Nonetheless, for immediate relief from the agony of unemployment, the fall of housing prices, the general economic despair that has gripped the nation ever since the financial house-of-cards came crashing down last September, the Car Allowance Rebate System (id est "Cash for Clunkers") program seems to be doing a pretty damn good job.
The program is part of the stimulus package that passed Congress earlier this year. Participants can trade in their old vehicles and get up to $4500 in tax rebates with the purchase of newer, more fuel efficient vehicles. The primary requirement is that the old vehicle get 18 miles per gallon or less, and the new vehicle must get something better than that. You can find out the specifics and determine if your vehicles (the trade-in and the replacement) qualify at this handy-dandy government-run web site.
Originally, Congress had allocated $1 billion to this program, but demand has been so robust that the $1 billion is nearly gone already, a mere month after the program started. The response has been so big that Ford Motor Company reported an increase in sales of 1.5% for the month of July. This is the first increase in monthly sales that Ford has experienced in 2 years. Other auto manufacturers are reporting increased sales as well.
So, it seems that the stimulus package (or this small portion of it, anyway) may, in fact be working. Auto sales go up; auto workers keep their jobs; peripheral employment halts its slide; and to top it all off, overall consumption of petroleum in the United States goes down as a result. Lower CO2 emissions! Less smog! Less demand for gasoline!
The US Senate is now preparing to extend the program to the tune of another $2 billion. Reinforcing success. That's good government, to my way of thinking.
But, of course, Republicans, and most specifically Senator Jim DeMint (R-SC), are whining that the program is unnecessary government intervention in the free marketplace. Can you believe it? Oh my God!
As unfathomable as it seems to me, perhaps there are those who believe that the Republicans are sincere in their objections. Such persons could argue that Senator DeMint and those like him are making an ideological point. Senator DeMint and other Republicans, they might say, are truly and sincerely against government interference. Laissez-faire capitalism! Let the Market rule! But that argument falls dead when one considers how greedily Republican governors buried their snouts in the federal trough when stimulus funds were being advocated.

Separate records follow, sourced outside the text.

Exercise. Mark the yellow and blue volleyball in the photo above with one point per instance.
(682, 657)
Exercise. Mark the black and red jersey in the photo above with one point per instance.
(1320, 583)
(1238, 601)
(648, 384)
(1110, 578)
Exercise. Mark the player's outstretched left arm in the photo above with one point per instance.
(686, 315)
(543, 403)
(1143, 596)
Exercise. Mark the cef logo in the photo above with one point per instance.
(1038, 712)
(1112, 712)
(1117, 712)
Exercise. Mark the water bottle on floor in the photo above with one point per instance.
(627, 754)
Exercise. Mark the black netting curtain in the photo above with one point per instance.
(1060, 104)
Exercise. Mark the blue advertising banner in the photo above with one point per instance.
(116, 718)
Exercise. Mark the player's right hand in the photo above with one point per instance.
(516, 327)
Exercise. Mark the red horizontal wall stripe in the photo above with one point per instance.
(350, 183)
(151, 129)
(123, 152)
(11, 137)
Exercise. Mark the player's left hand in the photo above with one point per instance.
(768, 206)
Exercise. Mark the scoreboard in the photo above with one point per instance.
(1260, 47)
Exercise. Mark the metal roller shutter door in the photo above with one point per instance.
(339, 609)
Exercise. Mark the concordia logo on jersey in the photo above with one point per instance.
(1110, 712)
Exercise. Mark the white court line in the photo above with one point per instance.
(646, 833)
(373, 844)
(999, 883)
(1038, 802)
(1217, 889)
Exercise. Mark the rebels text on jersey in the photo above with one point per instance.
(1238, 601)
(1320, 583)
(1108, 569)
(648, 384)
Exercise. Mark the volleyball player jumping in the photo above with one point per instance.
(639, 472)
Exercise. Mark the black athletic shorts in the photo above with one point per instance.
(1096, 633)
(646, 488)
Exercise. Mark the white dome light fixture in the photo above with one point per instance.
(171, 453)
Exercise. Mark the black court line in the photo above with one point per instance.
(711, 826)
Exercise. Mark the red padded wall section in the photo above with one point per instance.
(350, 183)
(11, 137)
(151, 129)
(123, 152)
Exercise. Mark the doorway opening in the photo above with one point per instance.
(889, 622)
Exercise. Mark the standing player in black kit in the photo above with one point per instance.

I think the real objection that opponents of the "Cash for Clunkers" program have is that it just might work! Republicans know that their only path back to power for the foreseeable future is a weak economy and the perception that President Obama is ineffectual. A government program that is visibly effective at combating the recession is their worst nightmare. All their shrieking about socialism would be exposed as the demagoguery that it is. The feeble germination of their hopes for picking up congressional seats in 2010 hinges on extending people's misery.
The latest news is that Senator Harry Reid (D-NV) predicts that the program will be extended before the August recess. Jim DeMint even grumpily said he would not block a vote. Sucks to be him.